А ее муженек – сухощавый неразговорчивый по имени Миша и по прозвищу Сморчок – сам себе прострелил правую ладонь на охоте в первую неделю войны. Поговаривали, этот прием был распространен среди молодых мужчин, не желавших идти на фронт. Такие умники встречались всегда, во всех странах, независимо от национальности.

За подобные выходки серьезно наказывали, однако и здесь Миша каким-то образом вышел сухим из воды. Жильцы сталинского дома откровенно недолюбливали Сморчка, никогда с ним не здоровались и не переставали удивляться загадочному факту: что могло объединить героическую белорусскую санитарку и трусоватого «самострела»?..

Наконец, на втором этаже первого подъезда жил герой-танкист Иван Варламович – старшина запаса, кавалер двух орденов Славы. Без обеих ног, контуженый, весь нашпигованный осколками, но не теряющий оптимизма и страстно желающий прожить под мирным голубым небом до ста лет. Варламычу (так уважительно называли его соседи) было чрезвычайно трудно спускаться на деревянной каталке по ступеням лестницы, и мужики соорудили ему специальный металлический поручень вдоль стены подъезда. Это простое приспособление круто изменило жизнь инвалида. Он стал ежедневно спускаться во двор, гонял в ближайший магазин, в городской парк «Липки» и даже на набережную Волги, где пристрастился рыбачить с деревянных мостков. Варламыч умер одним из первых, не прожив под мирным небом и десяти лет. А оставшимся после него поручнем стали пользоваться дети, полагая, что тот сделан именно для них.

* * *

Изменившийся режим работы двигателей вырвал Воронова из неглубокого сна. В начале полета в голову лезли разные мысли и воспоминания – он никак не мог заснуть. А едва самолет перемахнул границу, как сознание выключилось…
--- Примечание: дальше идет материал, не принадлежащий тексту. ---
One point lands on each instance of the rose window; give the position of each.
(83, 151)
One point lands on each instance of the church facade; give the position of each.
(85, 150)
Глянув в иллюминатор, Андрей вздохнул:

– Афган…

Под плоскостями лайнера до самого горизонта раскинулся однообразный пересеченный рельеф с желтовато-коричневыми горными цепями и темными прожилками ущелий.

В общей сложности Воронов провел в этой стране более двух с половиной лет. Сначала прибыл в должности заместителя командира эскадрильи и вдоволь хлебнул нелегкой боевой работы: перехватывал шедшие из Пакистана караваны с оружием, сопровождал колонны наших войск, летал на разведку и свободную охоту. Быстро дорос до заместителя командира полка по летной подготовке и был направлен на учебу в Академию имени Гагарина. Окончив ее, снова получил направление в Афганистан командовать полком. И вот теперь, после Академии Генерального штаба, новое назначение. Заместителем командующего ВВС 40-й армии.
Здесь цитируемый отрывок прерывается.